War in Heaven (75 page)

Read War in Heaven Online

Authors: David Zindell

Tags: #Fiction, #Science Fiction

BOOK: War in Heaven
3.55Mb size Format: txt, pdf, ePub

Hanuman removed his hand from Danlo's forehead and stared at the lines cut into his palm. And then he said, "Then you wouldn't sacrifice an innocent child if you knew that he would grow up to be an Igasho Hod who would explode a hydrogen bomb and cause ten thousand other innocent children to starve?"

"No," Danlo said. And then he closed his eyes for a moment and saw Jonathan's bright blue eyes staring at him out of the darkness of memory. "I would take Igasho Hod as child and teach him to know
halla.
"

"But what if you knew that the only way to stop the Iviomils from destroying the Star of Neverness was to execute Bertram Jaspari? What if you
knew
this, Danlo? Wouldn't you want to cut his throat yourself ?"

"But how could such things ever be known?"

"What if you were a scryer, Danlo? What if you could see the future?"

Danlo, who was himself the son of a scryer and had more than once fallen into prescient visions, lay there shaking his head. "But there is no future frozen like ice in time. There are only futures, yes? For each human being alone, ten thousand futures — or ten thousand trillion. Each moment of time flowing into each moment, onstreaming into strange and terrible beauties as the future is born. The simplest act ... might have consequences impossible to see. It is like a stone dropped into the centre of the ocean. The ripples keep moving outwards upon the starlit waters in all directions, touching everything for ever. There are infinite possibilities, Hanu. Truly infinite. And that is why no one can see the future."

"No, you're wrong," Hanuman said. "I can."

For a moment, Danlo lay completely still as he stared at Hanuman and fell into the icy blueness of his eyes.

"It's not that I can see which of your wild and bloody futures will be," Hanuman said. "Rather, I can see which future
must
be."

Suddenly, he rose to his feet and moved over to the shatterwood dining table where he had set Danlo's devotionary computer, covered with its null cloth.
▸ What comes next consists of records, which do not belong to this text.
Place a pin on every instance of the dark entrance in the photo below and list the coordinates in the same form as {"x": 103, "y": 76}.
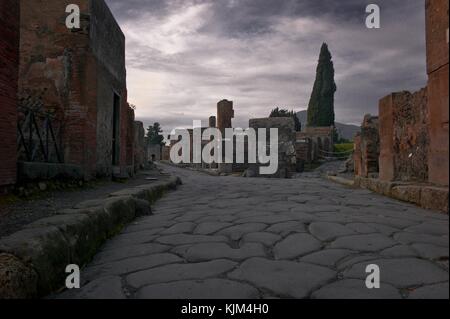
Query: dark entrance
{"x": 116, "y": 131}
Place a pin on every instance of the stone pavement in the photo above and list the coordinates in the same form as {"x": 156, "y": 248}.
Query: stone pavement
{"x": 231, "y": 237}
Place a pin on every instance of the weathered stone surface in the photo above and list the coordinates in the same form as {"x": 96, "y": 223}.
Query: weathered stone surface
{"x": 180, "y": 272}
{"x": 17, "y": 280}
{"x": 295, "y": 246}
{"x": 130, "y": 265}
{"x": 236, "y": 232}
{"x": 355, "y": 289}
{"x": 431, "y": 251}
{"x": 409, "y": 238}
{"x": 180, "y": 239}
{"x": 119, "y": 253}
{"x": 438, "y": 291}
{"x": 180, "y": 228}
{"x": 209, "y": 228}
{"x": 371, "y": 242}
{"x": 209, "y": 251}
{"x": 402, "y": 273}
{"x": 267, "y": 239}
{"x": 287, "y": 227}
{"x": 284, "y": 278}
{"x": 329, "y": 231}
{"x": 199, "y": 289}
{"x": 328, "y": 257}
{"x": 102, "y": 288}
{"x": 399, "y": 251}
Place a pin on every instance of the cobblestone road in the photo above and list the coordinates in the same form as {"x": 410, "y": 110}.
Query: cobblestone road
{"x": 230, "y": 237}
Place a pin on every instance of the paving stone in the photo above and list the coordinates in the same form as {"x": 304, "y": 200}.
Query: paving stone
{"x": 355, "y": 289}
{"x": 284, "y": 278}
{"x": 180, "y": 228}
{"x": 431, "y": 251}
{"x": 370, "y": 242}
{"x": 209, "y": 228}
{"x": 199, "y": 289}
{"x": 438, "y": 291}
{"x": 181, "y": 239}
{"x": 436, "y": 229}
{"x": 295, "y": 246}
{"x": 209, "y": 251}
{"x": 287, "y": 227}
{"x": 362, "y": 228}
{"x": 399, "y": 251}
{"x": 402, "y": 273}
{"x": 329, "y": 231}
{"x": 265, "y": 238}
{"x": 410, "y": 238}
{"x": 126, "y": 252}
{"x": 102, "y": 288}
{"x": 178, "y": 272}
{"x": 236, "y": 232}
{"x": 327, "y": 257}
{"x": 130, "y": 265}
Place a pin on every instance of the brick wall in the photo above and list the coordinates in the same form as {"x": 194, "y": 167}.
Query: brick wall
{"x": 78, "y": 71}
{"x": 367, "y": 148}
{"x": 9, "y": 59}
{"x": 404, "y": 139}
{"x": 438, "y": 101}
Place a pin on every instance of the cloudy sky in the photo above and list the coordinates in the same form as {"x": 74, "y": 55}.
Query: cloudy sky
{"x": 183, "y": 56}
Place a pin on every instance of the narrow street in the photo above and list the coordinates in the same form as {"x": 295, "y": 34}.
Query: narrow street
{"x": 232, "y": 237}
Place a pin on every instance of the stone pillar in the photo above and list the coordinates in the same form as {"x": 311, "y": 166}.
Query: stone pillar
{"x": 386, "y": 138}
{"x": 225, "y": 113}
{"x": 287, "y": 157}
{"x": 9, "y": 57}
{"x": 438, "y": 102}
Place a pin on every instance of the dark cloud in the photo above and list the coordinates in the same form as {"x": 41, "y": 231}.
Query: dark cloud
{"x": 183, "y": 56}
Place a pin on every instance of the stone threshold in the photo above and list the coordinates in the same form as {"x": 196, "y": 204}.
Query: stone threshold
{"x": 33, "y": 260}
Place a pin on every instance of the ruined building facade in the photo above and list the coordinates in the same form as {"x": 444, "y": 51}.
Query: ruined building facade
{"x": 79, "y": 76}
{"x": 9, "y": 59}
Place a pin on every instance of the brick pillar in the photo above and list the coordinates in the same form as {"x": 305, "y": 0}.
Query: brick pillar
{"x": 438, "y": 102}
{"x": 387, "y": 165}
{"x": 9, "y": 61}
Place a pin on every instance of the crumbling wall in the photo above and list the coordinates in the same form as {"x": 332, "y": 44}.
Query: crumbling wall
{"x": 286, "y": 145}
{"x": 404, "y": 138}
{"x": 78, "y": 72}
{"x": 367, "y": 148}
{"x": 140, "y": 146}
{"x": 438, "y": 101}
{"x": 9, "y": 61}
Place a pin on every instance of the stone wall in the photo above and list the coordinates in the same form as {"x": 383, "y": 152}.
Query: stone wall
{"x": 286, "y": 145}
{"x": 79, "y": 73}
{"x": 438, "y": 103}
{"x": 140, "y": 146}
{"x": 367, "y": 148}
{"x": 9, "y": 61}
{"x": 404, "y": 138}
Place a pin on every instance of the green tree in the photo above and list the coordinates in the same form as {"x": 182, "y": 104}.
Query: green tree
{"x": 321, "y": 104}
{"x": 154, "y": 134}
{"x": 277, "y": 112}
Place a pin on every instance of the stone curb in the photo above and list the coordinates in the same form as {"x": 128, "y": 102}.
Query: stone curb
{"x": 33, "y": 260}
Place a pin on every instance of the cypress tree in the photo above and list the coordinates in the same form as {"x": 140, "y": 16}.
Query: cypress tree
{"x": 321, "y": 104}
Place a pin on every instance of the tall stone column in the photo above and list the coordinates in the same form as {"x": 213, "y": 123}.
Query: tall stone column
{"x": 438, "y": 102}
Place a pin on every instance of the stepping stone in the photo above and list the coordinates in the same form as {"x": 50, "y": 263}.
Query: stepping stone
{"x": 199, "y": 289}
{"x": 296, "y": 245}
{"x": 285, "y": 278}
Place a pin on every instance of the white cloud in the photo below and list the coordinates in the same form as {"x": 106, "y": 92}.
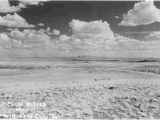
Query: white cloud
{"x": 91, "y": 34}
{"x": 143, "y": 13}
{"x": 14, "y": 20}
{"x": 56, "y": 32}
{"x": 6, "y": 8}
{"x": 32, "y": 2}
{"x": 94, "y": 38}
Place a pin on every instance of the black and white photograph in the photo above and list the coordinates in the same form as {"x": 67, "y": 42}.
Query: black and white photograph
{"x": 80, "y": 59}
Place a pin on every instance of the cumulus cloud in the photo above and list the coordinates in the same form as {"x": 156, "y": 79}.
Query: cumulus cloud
{"x": 143, "y": 13}
{"x": 56, "y": 32}
{"x": 14, "y": 20}
{"x": 6, "y": 8}
{"x": 32, "y": 2}
{"x": 91, "y": 34}
{"x": 92, "y": 38}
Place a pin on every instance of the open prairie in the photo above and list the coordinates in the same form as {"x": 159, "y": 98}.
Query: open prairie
{"x": 80, "y": 89}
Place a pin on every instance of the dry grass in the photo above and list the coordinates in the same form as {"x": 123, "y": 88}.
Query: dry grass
{"x": 98, "y": 102}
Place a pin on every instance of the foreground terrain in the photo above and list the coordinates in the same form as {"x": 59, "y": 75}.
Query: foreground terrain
{"x": 80, "y": 89}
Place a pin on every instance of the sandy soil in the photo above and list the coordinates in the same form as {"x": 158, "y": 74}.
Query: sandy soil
{"x": 98, "y": 90}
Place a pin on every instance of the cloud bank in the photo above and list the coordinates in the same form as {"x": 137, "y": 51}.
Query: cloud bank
{"x": 14, "y": 20}
{"x": 88, "y": 38}
{"x": 143, "y": 13}
{"x": 6, "y": 8}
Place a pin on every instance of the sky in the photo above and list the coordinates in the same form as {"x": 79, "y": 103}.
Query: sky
{"x": 45, "y": 28}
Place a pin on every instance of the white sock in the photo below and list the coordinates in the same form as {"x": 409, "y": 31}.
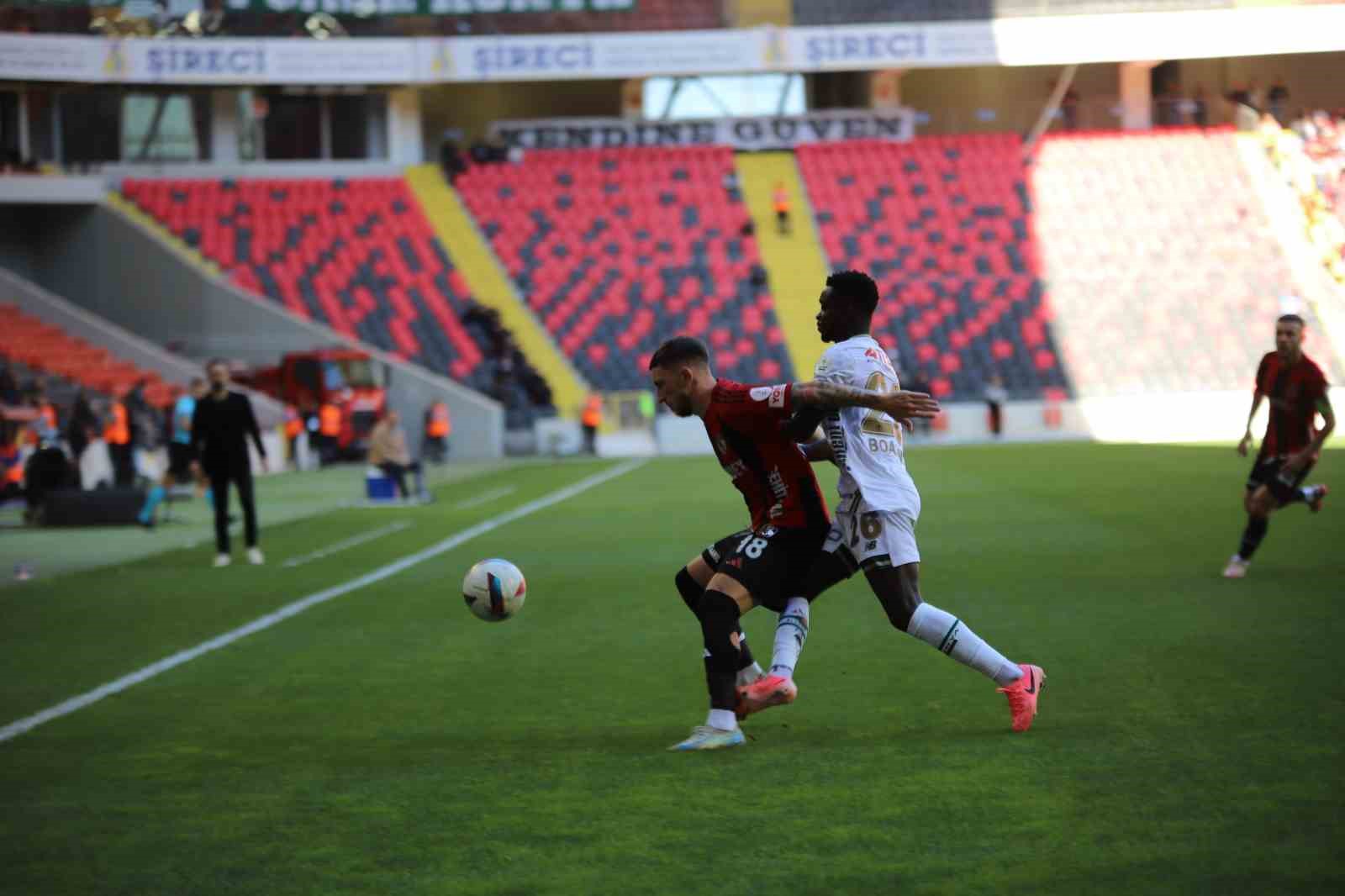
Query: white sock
{"x": 791, "y": 630}
{"x": 947, "y": 634}
{"x": 723, "y": 719}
With a quick motion of his arm, he swept back the cloth to reveal the glowing hologram of Nikolos Daru Ede. For many days, the Ede imago had waited beneath the cloth with the infinite patience of a machine, even as he beamed his eternal and godly smile at no one.

"Hanuman li Tosh, my master and jailkeeper, the answer to your question, of course, is computational origami." The Ede imago spoke as if no time had passed since their last conversation. But he must have been very aware of every moment that he had spent cut off from receiving information from his environment, for he aimed a wide grin at Hanuman and said, "In the five hundred thousand seconds since we last talked, I've remembered how I folded together the different lobes of my brain. All the gods that I have known have depended upon this art.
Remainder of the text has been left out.